Figure 9 compares the generated images between SRGAN and the proposed MFGAN. The images are obtained based on the training of 100 rounds. The first column of the images is generated by SRGAN, the second is the original training image, and the third one is the generated image of MFGAN. Through the figure, we can discover that the generated images by the MFGAN show better rendering performance than SRGAN. Although the reconstruction quality is different from images, MFGAN can obtain higher accuracy than SRGAN, especially for the images at the first row and the fifth row. In addition, compared with SRGAN, the proposed method also improves the expansion of the receptive field.

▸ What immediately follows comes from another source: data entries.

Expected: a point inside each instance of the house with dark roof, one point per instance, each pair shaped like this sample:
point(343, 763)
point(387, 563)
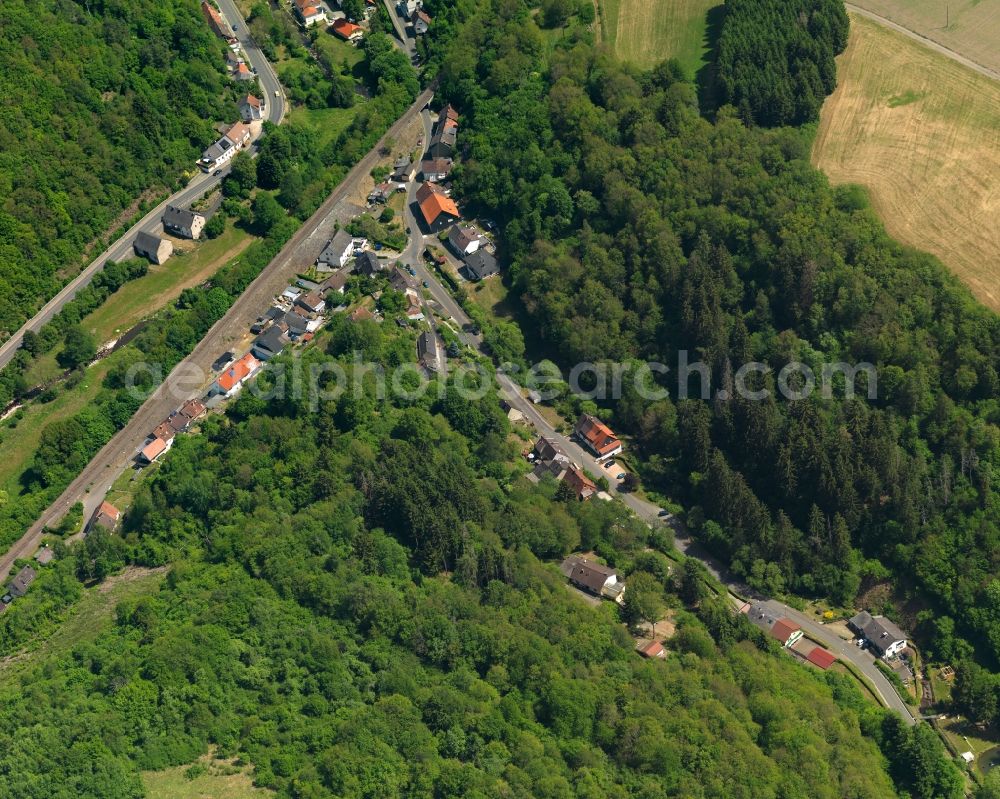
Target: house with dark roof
point(882, 635)
point(182, 222)
point(367, 263)
point(152, 247)
point(421, 21)
point(427, 350)
point(597, 579)
point(106, 516)
point(339, 250)
point(251, 108)
point(444, 137)
point(435, 170)
point(463, 240)
point(22, 581)
point(269, 344)
point(481, 264)
point(597, 437)
point(785, 631)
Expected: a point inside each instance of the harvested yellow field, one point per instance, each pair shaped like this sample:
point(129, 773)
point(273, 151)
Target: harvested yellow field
point(969, 27)
point(922, 134)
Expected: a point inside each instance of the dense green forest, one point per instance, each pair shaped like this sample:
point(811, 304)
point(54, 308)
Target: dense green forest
point(635, 228)
point(306, 624)
point(774, 59)
point(104, 100)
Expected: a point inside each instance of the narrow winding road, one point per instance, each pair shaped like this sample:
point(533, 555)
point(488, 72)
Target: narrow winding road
point(150, 223)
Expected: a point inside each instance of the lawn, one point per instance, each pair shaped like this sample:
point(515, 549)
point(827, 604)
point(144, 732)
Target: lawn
point(973, 27)
point(18, 444)
point(922, 134)
point(646, 32)
point(86, 619)
point(208, 778)
point(164, 283)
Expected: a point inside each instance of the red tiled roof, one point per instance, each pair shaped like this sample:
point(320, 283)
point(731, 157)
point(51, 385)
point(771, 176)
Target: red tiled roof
point(597, 434)
point(345, 29)
point(154, 449)
point(437, 204)
point(821, 657)
point(783, 629)
point(652, 650)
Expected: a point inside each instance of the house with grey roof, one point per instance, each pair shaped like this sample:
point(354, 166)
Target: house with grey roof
point(182, 222)
point(881, 634)
point(152, 247)
point(22, 581)
point(480, 264)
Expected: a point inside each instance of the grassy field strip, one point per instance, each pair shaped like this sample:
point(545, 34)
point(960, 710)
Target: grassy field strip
point(646, 32)
point(973, 26)
point(187, 268)
point(87, 618)
point(922, 134)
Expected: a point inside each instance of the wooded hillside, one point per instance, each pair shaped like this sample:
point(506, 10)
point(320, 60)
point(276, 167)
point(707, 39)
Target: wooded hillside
point(103, 101)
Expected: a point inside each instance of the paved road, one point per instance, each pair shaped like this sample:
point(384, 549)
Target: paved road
point(647, 511)
point(150, 223)
point(924, 40)
point(189, 378)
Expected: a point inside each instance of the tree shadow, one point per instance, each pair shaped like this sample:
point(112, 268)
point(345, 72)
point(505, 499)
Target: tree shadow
point(705, 78)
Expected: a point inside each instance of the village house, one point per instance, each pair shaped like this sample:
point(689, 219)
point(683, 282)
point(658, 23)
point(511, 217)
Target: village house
point(594, 578)
point(225, 148)
point(583, 487)
point(367, 263)
point(654, 649)
point(154, 449)
point(22, 581)
point(231, 381)
point(339, 250)
point(398, 278)
point(215, 21)
point(437, 209)
point(269, 344)
point(427, 351)
point(333, 284)
point(402, 169)
point(308, 13)
point(182, 222)
point(481, 264)
point(414, 309)
point(421, 21)
point(444, 136)
point(154, 248)
point(251, 108)
point(463, 240)
point(785, 631)
point(106, 516)
point(347, 31)
point(311, 302)
point(884, 638)
point(434, 170)
point(597, 437)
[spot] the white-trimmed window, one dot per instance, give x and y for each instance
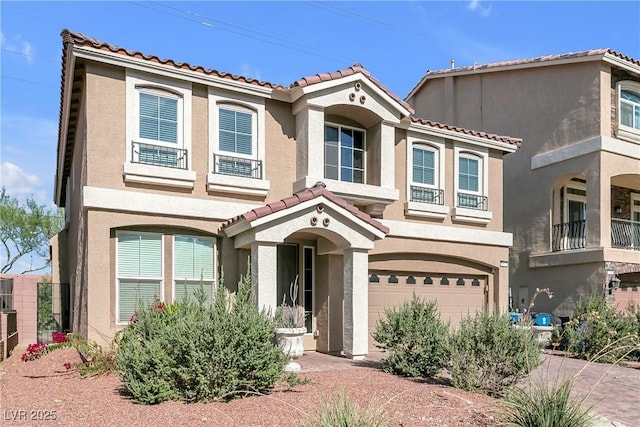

Furthermore, we conduct ablation experiments to verify the importance of perceived loss and adversarial loss for the experimental results. As shown in Table 6, when the perceived loss is used alone as the loss function in the experiment, the overfitting occurs and the generated image is pixelated. In addition, if the adversarial loss is used alone in the experiment, the PSNR of the generated image is generally between 20 and 21, which is significantly lower than the original one. Therefore, both the perceived loss and the adversarial loss in the experiment are of significance to ensure the integrity and accuracy of the experimental results.
Dataset | Delete the loss function | SRCNN | SRGAN | ESRGAN | ADGAN | MFGAN (proposed) |
---|---|---|---|---|---|---|
CIFAR-100 | Adversarial loss | Error | Error | Error | Error | Error |
Perceived loss | 19.57 | 20.44 | 20.23 | 20.19 | 20.80 | |
VOC2012 | Adversarial loss | Error | Error | Error | Error | Error |
Perceived loss | 19.89 | 20.43 | 20.42 | 20.11 | 20.52 | |
BSD100 | Adversarial loss | Error | Error | Error | Error | Error |
Perceived loss | 20.06 | 20.66 | 20.39 | 20.81 | 20.78 |
5. Conclusion and Future Work
In my paper, we propose a GAN-based method, which is enabled to combine image denoising with image super-resolution reconstruction for image processing. The proposed method improves the residual network in SRGAN and increases the receptive field by adding the idea of multiscale fusion. Moreover, the activation function is selected and the problem of neuron death is solved by the method. Furthermore, we also design the loss function to improve the discriminator and the accuracy of the generated image.
In practice, multiple types of noises coexist with each other. When the image is severely interfered by various types of noises, the performance of the proposed model may be affected. Therefore, it is required to improve the model for the scenario with different noises in future work. For example, the coefficient ratio of the perception loss and the counter loss should be studied. How to intelligently determine the appropriate loss coefficient ratio according to noises is required to be solved as well. In addition, the introduced Inception structure leads to a long computational delay for the model training. Hence, it is worth investigating the method to improve the training speed in the future.
Conflicts of Interest
The authors declare no conflicts of interest.
Acknowledgments
This work was supported in part by the National Natural Science Foundation of China under Grants 62172192 and 61772241; in part by the Science and Technology Demonstration Project of Social Development of Jiangsu Province under Grant BE2019631; and in part by the 2018 Six Talent Peaks Project of Jiangsu Province under Grant XYDXX-127.
Open Research
Data Availability
The datasets used to support the findings of this study are available from the corresponding author upon request.